19 июля, 2021 - 18:08
Published on July 19, 2021 1:20 PM GMT

Hi folks,

My supervisor and I co-authored a philosophy paper on the argument that AI represents an existential risk. That paper has just been published in Ratio. We figured LessWrong would be able to catch things in it which we might have missed and, either way, hope it might provoke a conversation. 

We reconstructed what we take to be the argument for how AI becomes an xrisk as follows: 

  1. The "Singularity" Claim: Artificial Superintelligence is possible and would be out of human control.
  2. The Orthogonality Thesis: More or less any less of intelligence is compatible with more or less any final goal. (as per Bostrom's 2014 definition)

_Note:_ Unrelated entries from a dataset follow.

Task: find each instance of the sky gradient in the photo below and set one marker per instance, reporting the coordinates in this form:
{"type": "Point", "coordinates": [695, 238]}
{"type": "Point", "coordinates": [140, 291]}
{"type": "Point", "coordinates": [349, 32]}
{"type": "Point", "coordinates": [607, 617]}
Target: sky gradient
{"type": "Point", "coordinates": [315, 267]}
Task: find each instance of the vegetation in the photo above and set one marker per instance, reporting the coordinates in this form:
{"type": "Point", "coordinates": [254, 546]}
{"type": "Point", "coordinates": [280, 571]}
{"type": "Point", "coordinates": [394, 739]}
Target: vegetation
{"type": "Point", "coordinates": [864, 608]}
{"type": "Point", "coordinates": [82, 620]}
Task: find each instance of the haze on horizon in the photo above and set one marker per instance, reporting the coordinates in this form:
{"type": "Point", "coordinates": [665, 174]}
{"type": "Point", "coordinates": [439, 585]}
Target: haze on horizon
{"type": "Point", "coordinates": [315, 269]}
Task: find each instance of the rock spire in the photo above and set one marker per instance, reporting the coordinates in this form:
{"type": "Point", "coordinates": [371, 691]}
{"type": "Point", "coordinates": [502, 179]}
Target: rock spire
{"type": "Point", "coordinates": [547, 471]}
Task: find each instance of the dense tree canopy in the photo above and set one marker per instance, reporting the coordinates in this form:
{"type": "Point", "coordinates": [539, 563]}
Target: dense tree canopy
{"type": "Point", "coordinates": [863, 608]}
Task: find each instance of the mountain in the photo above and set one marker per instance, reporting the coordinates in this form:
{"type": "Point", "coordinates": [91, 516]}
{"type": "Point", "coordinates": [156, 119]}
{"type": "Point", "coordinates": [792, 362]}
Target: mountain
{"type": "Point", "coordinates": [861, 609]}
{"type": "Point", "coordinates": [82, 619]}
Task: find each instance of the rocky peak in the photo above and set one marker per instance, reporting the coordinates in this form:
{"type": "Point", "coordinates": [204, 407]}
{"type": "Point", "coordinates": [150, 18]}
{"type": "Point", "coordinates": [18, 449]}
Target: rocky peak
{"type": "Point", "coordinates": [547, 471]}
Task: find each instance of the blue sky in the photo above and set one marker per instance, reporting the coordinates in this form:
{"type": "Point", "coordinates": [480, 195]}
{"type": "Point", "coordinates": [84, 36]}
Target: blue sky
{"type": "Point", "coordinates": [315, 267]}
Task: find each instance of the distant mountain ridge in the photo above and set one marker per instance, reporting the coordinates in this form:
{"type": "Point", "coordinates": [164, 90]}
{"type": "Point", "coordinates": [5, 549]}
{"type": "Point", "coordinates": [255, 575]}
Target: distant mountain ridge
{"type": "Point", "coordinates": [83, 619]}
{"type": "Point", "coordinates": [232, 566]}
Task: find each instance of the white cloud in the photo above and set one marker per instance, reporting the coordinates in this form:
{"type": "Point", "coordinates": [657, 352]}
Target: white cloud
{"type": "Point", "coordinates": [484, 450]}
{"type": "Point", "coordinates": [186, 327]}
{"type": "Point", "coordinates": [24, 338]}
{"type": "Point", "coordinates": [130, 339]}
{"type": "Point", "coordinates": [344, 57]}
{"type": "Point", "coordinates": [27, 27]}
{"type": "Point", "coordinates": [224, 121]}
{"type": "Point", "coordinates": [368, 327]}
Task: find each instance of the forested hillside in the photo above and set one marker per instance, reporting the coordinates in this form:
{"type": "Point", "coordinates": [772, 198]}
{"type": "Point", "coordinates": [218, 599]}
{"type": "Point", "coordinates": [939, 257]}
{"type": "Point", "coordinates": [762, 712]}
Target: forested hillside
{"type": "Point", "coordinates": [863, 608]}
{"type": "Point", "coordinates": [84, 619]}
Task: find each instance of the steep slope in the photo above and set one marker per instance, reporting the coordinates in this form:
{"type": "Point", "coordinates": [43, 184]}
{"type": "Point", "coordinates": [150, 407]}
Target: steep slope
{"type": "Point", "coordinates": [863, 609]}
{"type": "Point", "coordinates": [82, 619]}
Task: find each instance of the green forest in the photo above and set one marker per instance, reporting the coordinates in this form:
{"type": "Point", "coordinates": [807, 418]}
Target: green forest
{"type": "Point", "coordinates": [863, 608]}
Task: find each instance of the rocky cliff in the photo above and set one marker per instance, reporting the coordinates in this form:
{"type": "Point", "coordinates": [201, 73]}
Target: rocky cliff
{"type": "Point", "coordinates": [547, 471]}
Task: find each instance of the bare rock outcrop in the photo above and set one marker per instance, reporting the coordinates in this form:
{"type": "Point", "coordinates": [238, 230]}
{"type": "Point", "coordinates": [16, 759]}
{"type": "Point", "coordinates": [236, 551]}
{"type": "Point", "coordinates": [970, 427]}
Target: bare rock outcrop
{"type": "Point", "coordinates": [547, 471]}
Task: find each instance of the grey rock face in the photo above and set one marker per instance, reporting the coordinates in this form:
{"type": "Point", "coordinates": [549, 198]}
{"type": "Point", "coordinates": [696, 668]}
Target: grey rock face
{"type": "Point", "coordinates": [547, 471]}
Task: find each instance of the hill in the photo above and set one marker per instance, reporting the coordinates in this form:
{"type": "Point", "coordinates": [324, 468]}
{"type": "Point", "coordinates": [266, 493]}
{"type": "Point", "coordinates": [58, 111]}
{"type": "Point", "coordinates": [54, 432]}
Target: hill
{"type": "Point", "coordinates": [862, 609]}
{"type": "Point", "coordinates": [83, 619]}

From the conjuction of these two presmises, we can conclude that ASI is possible, it might have a goal, instrumental or final, which is at odds with human existence, and,  given the ASI would be out of our control, that the ASI is an xrisk.

We then suggested that each premise seems to assume a different interpretation of 'intelligence", namely:

  1. The "Singularity" claim assumes general intelligence
  2. The Orthogonality Thesis assumes instrumental intelligence

If this is the case, then the premises cannot be joined together in the original argument, aka the argument is invalid.

We note that this does not mean that AI or ASI is not an xrisk, only that the the current argument to that end, as we have reconstructed it, is invalid.

Eagerly, earnestly, and gratefully looking forward to any responses.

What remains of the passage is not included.